TensorFlow Addons (TFA) has ended development and introduction of new features.
TFA has entered a minimal maintenance and release mode until a planned end of life in May 2024.
Please modify downstream libraries to take dependencies from other repositories in our TensorFlow community (e.g. Keras, Keras-CV, and Keras-NLP). 

For more information see: https://github.com/tensorflow/addons/issues/2807 



In [3]:
if os.environ['COLAB_TPU_ADDR']:
  cluster_resolver = tf.distribute.cluster_resolver.TPUClusterResolver(tpu='')
  tf.config.experimental_connect_to_cluster(cluster_resolver)
  tf.tpu.experimental.initialize_tpu_system(cluster_resolver)
  strategy = tf.distribute.TPUStrategy(cluster_resolver)
  print('Using TPU')
elif tf.config.list_physical_devices('GPU'):
  strategy = tf.distribute.MirroredStrategy()
  print('Using GPU')
else:
  raise ValueError('Running on CPU is not recommended.')

Using TPU


## Disaster Tweets

In [4]:
dataset = pd.read_csv('drive/MyDrive/Colab Notebooks/disaster-tweets/train.csv')
print(dataset.columns)

Index(['id', 'keyword', 'location', 'text', 'target'], dtype='object')


We are going to use the tweet text to predict whether or not the tweet is about an actual disaster.

In [5]:
dataset.target.value_counts()

0    4342
1    3271
Name: target, dtype: int64

There are 6,023 sentences with label 1 and 2,528 sentences with label 0. Let's balance these out.

In [6]:
dataset = dataset.groupby('target').sample(3000)

In [7]:
dataset['text'] = dataset['text'].apply(lambda x: re.sub(r'http\S+', '', x))
dataset['text'] = dataset['text'].apply(lambda x: re.sub(r'\W+', ' ', x))
dataset['text'] = dataset['text'].apply(lambda x: re.sub(r'\d+', '', x))
dataset['text'] = dataset['text'].apply(lambda x: x.lower())

In [8]:
dataset.head()

Unnamed: 0,id,keyword,location,text,target
5558,7933,rainstorm,,robot_rainstorm we have two vacancies on the c...,0
4079,5798,hail,,thank you so so much to everyone for posting t...,0
3404,4874,explode,"New Orleans, Louisiana",see these guys reaching the front foot out loa...,0
4501,6398,hurricane,,they should name hurricanes with black people ...,0
5126,7311,nuclear%20reactor,,nuclear reactor railguns would be a great way ...,0


In [9]:
train, val, test = np.split(dataset.sample(frac = 1), [int(0.8 * len(dataset)), int(0.9 * len(dataset))])

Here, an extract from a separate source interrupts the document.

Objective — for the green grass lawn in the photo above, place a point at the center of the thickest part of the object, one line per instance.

Then, we are going to implement the **df_to_dataset()** function to create a **tf.data.Dataset** using the balanced reviews dataset. This allows us to map the features in the pandas dataframe to features that are more appropriate for training. You can read more about this and check out the function that is used to perform this task [here](https://www.tensorflow.org/tutorials/structured_data/feature_columns). Then, we are going to map the training, validation, and test datasets using the function. Note that depending on the features that you use in the model, you may have to modify parts of the function.

In [10]:
def df_to_dataset(dataframe, shuffle = True, batch_size = 128):
    df = dataframe.copy()
    labels = df.target
    df = df.text
    ds = tf.data.Dataset.from_tensor_slices((df, labels))
    if shuffle == True:
        ds = ds.shuffle(buffer_size = len(df))
    ds = ds.batch(batch_size)
    ds = ds.prefetch(tf.data.AUTOTUNE)
    return(ds)

In [11]:
train_ds = df_to_dataset(train)
val_ds = df_to_dataset(val)
test_ds = df_to_dataset(test)

## Classifier Model using BERT

In [12]:
tfhub_handle_encoder = 'https://tfhub.dev/tensorflow/bert_en_uncased_L-12_H-768_A-12/3'
tfhub_handle_preprocess = 'https://tfhub.dev/tensorflow/bert_en_uncased_preprocess/3'

In [13]:
bert_preprocess = hub.KerasLayer(tfhub_handle_preprocess)
bert_encoder = hub.KerasLayer(tfhub_handle_encoder)

In [67]:
text_input = tf.keras.layers.Input(shape = (), dtype = tf.string)
encoder_input = bert_preprocess(text_input)
encoder_output = bert_encoder(encoder_input)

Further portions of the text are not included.